Identifying mutation positions in all segments of influenza genome enables better differentiation between pandemic and seasonal strains.

In this study, we hypothesized that identifying mutation positions in all segments (proteins) encoded by the influenza genome would enable pandemic and seasonal strains to be more reliably distinguished. In a large scale study, we applied a range of data mining techniques to all segments of influenza for rule discovery and discrimination of pandemic from seasonal strains. CBA (classification based on association rule mining), Ripper and Decision tree algorithms were utilized to extract association rules among mutations. CBA outperformed the other models.
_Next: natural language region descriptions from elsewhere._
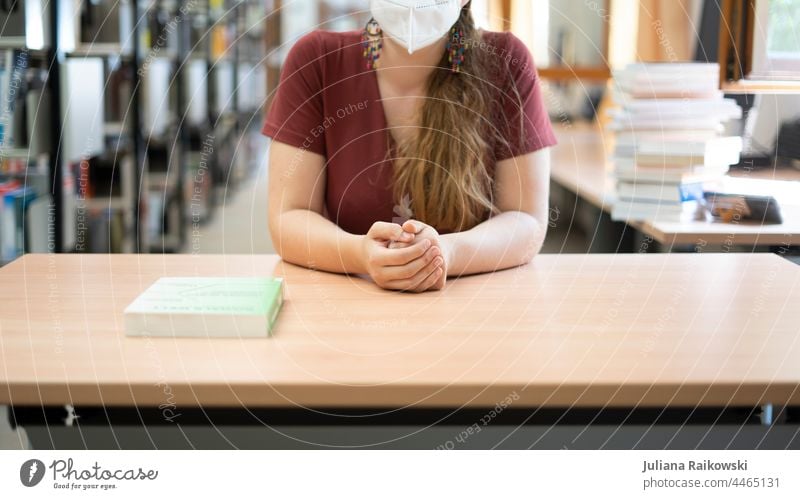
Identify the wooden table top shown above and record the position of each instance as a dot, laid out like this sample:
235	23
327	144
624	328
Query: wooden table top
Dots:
579	164
567	330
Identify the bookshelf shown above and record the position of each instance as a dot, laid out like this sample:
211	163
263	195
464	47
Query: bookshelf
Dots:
142	110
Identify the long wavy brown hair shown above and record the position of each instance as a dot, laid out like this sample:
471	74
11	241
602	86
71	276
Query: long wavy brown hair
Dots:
444	173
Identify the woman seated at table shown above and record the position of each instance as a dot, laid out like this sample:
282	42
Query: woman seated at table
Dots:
412	151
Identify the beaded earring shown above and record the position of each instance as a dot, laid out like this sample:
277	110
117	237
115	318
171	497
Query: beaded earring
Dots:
372	41
456	48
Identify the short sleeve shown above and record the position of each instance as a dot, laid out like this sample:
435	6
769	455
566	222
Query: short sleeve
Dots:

Our approach could discriminate pandemic sequences from seasonal ones with more than 95% accuracy for PA and NP, 99.33% accuracy for NA and 100% accuracy, precision, specificity and sensitivity (recall) for M1, M2, PB1, NS1, and NS2. The values of precision, specificity, and sensitivity were more than 90% for other segments except PB2. If sequences of all segments of one strain were available, the accuracy of discrimination of pandemic strains was 100%. General rules extracted by rule base classification approaches, such as M1-V147I, NP-N334H, NS1-V112I, and PB1-L364I, were able to detect pandemic sequences with high accuracy. We observed that mutations on internal proteins of influenza can contribute in distinguishing the pandemic viruses, similar to the external ones. PMID: 30769139 [PubMed - as supplied by publisher]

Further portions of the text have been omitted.